Candow DG, Chilibeck PD, Burke DG, Mueller KD, Lewis JD.
J Strength Cond Res. 2011 Jul;25(7):1831-8.

 The purpose was to determine if creatine supplementation, consumed immediately before and immediately after exercise, with different dosing frequency (i.e., 2 or 3 d wk) could enhance the gains in muscle size and strength from resistance training (RT) in young adults. A group of 38 physically active, nonresistance trained university students (21-28 years) was randomly allocated to 1 of 4 groups: CR2 (0.15 g·kg creatine during 2 d wk of RT; 3 sets of 10 repetitions; n = 11, 6 men, 5 women), CR3 (0.10 g·kg creatine during 3 d wk of RT; 2 sets of 10 repetitions; n = 11, 6 men, 5 women;), PLA2 (placebo during 2 d wk of RT; n = 8, 5 men, 3 women), and PLA3 (placebo during 3 d wk of RT; n = 8, 4 men, 4 women) for 6 weeks.

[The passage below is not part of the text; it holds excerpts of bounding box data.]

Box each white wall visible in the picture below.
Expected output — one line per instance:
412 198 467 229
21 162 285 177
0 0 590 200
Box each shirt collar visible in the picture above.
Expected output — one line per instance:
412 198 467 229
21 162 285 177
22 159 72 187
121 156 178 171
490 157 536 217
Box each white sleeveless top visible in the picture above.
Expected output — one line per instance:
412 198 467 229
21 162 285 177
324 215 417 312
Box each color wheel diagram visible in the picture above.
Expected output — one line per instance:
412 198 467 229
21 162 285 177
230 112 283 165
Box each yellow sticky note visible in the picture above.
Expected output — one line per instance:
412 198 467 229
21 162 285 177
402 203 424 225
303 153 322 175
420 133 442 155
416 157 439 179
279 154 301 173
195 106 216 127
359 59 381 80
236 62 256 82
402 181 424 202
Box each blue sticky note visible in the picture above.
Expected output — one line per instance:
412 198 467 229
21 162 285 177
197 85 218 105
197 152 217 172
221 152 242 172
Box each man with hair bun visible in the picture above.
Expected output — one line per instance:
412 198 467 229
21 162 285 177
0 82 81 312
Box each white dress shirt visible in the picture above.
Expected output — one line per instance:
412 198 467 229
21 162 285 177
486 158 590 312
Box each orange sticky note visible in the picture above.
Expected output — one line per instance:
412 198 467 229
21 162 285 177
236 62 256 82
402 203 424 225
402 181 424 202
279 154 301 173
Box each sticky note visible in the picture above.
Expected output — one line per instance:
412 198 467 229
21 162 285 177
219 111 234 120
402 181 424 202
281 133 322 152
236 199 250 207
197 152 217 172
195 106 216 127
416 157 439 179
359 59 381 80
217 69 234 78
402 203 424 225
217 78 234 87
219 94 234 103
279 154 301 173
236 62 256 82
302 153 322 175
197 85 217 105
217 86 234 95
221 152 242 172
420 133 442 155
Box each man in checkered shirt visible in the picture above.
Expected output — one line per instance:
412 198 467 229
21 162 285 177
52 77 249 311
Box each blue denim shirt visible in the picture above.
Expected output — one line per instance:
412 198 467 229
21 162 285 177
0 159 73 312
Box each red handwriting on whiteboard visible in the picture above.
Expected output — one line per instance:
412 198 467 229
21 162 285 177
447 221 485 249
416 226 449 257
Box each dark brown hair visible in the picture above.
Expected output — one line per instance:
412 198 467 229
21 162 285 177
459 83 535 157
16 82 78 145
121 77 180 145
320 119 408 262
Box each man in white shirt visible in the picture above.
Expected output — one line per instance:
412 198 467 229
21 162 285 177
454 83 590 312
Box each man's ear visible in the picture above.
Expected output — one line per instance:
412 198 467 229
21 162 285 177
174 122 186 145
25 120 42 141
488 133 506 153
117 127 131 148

Before and after training, measurements were taken for muscle thickness of the elbow and knee flexor and extensor muscle groups (ultrasound), 1-repetition maximumleg press and chest press strength, and kidney function (urinary microalbumin). Repeated-measures analysis of variance showed that strength and muscle thickness increased in all groups with training (p < 0.05). The CR2 (0.6 ± 0.9 cm or 20%; p < 0.05) and CR3 groups (0.4 ± 0.6 cm or 16.4%; p < 0.05) experienced greater change in muscle thickness of the elbow flexors compared to the PLA2 (0.05 ± 0.5 cm or 2.3%) and PLA3 groups (0.13 ± 0.7 cm or 6.3%). Men supplementing with creatine experienced a greater increase in leg press strength (77.3 ± 51.2 kg or 62%) compared to women on creatine (21.3 ± 10 kg or 34%, p < 0.05). We conclude that creatine supplementation during RT has a small beneficial effect on regional muscle thickness in young adults but that giving the creatine over 3 d wk did not differ from giving the same dose over 2 d wk. PMID: 21512399

Analysis of the efficacy, safety, and regulatory status of novel forms of creatine.
Jäger R, Purpura M, Shao A, Inoue T, Kreider RB.
Amino Acids. 2011 May;40(5):1369-83. Epub 2011 Mar 22.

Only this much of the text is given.